48|'Tahtalı Köyde Rin'in Maceraları'

266 25 20
                                    

...

Rin.

O hayatı boyunca bir şeyler için çabalamıştı. Kaçırılmamak için,eve dönmek için, kardeşinin üzülmemesi için,onu korumak için, hinata için, sakura için,sasuke için....
O hep çabalamıştı.

'Şu duygusuz Rin mi(!)'

Onunla dalga geçenlere hep kulak tıkamıştı, umrunda değilmiş gibi davranmıştı. Ama işin gerçeğinde...
Hayır,o hiçbir zaman duygusuz olmamıştı. O her gece, yatağında usulca ağlayan o kızdı. Sessizce,içine kan ağlayan o kızdı.
Karanlık tarafta kalan gölgenin içerisindeydi gerçek Rin.
Kardeşi dahil diger herkesin gördüğü sadece onun yansımasıydı.

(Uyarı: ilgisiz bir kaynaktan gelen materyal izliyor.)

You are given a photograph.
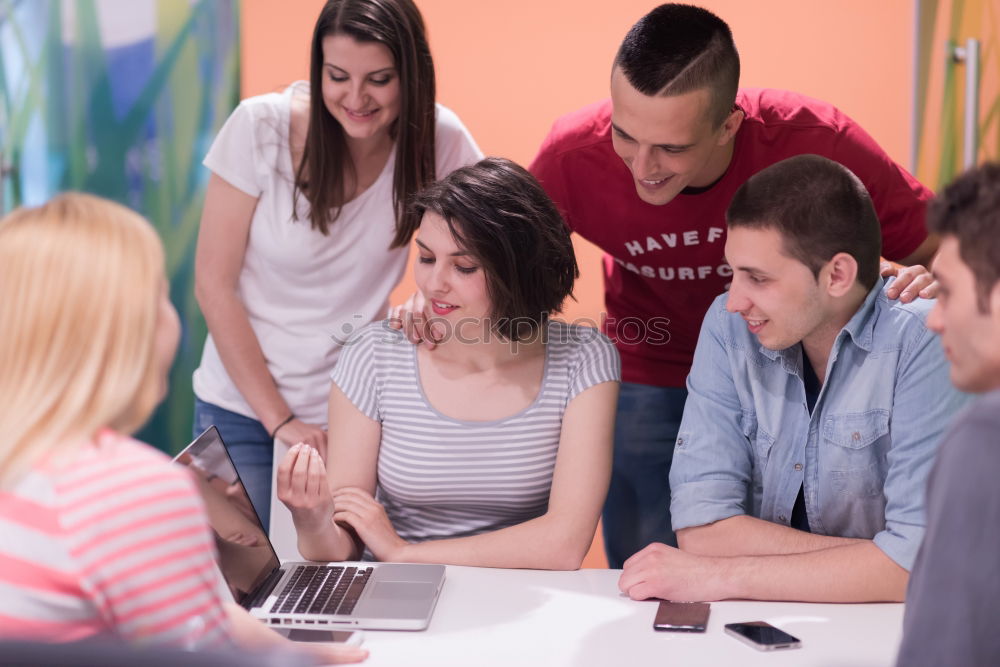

Güçlü Rin sadece bir yansımaydı.
Gerçek Rin ise içeride, gölgede ve karanlıkta yatıyordu. Ruhundaki, vücudunda ki onlarca kalıcı yara ile.
Elleri neden hep saklıydı?
Neden hep eldiven ve sargı vardı, ellerinde, parmaklarında?

Cevap belli olmalıydı çoktan.
O karanlık aynanın önüne her geçtiğinde ve ellerindekileri tek tek çıkardığı zaman ortaya çıkan şeyler onun unutmak ve asla görmek istemediği, aynı zamanda da unutmamak için uğraştığı izlerdi.

Duvar kenarında, küçükken de, şimdi de...
Bacaklarını kendine çekip usulca ağladığı, hıçkırdığı izlerdi bunlar.

Rin.

O, başkalarının onun için asla endişelenmesini istemedi, istemezdi. Kardeşini üzmek istemedi. Hep iyiydi, sorun değildi. Yeterki Naruto da iyi olsundu. Onun için sorun değildi. Katlanırdı aşağılanmaya da dayağa da,akran zorbalığına da.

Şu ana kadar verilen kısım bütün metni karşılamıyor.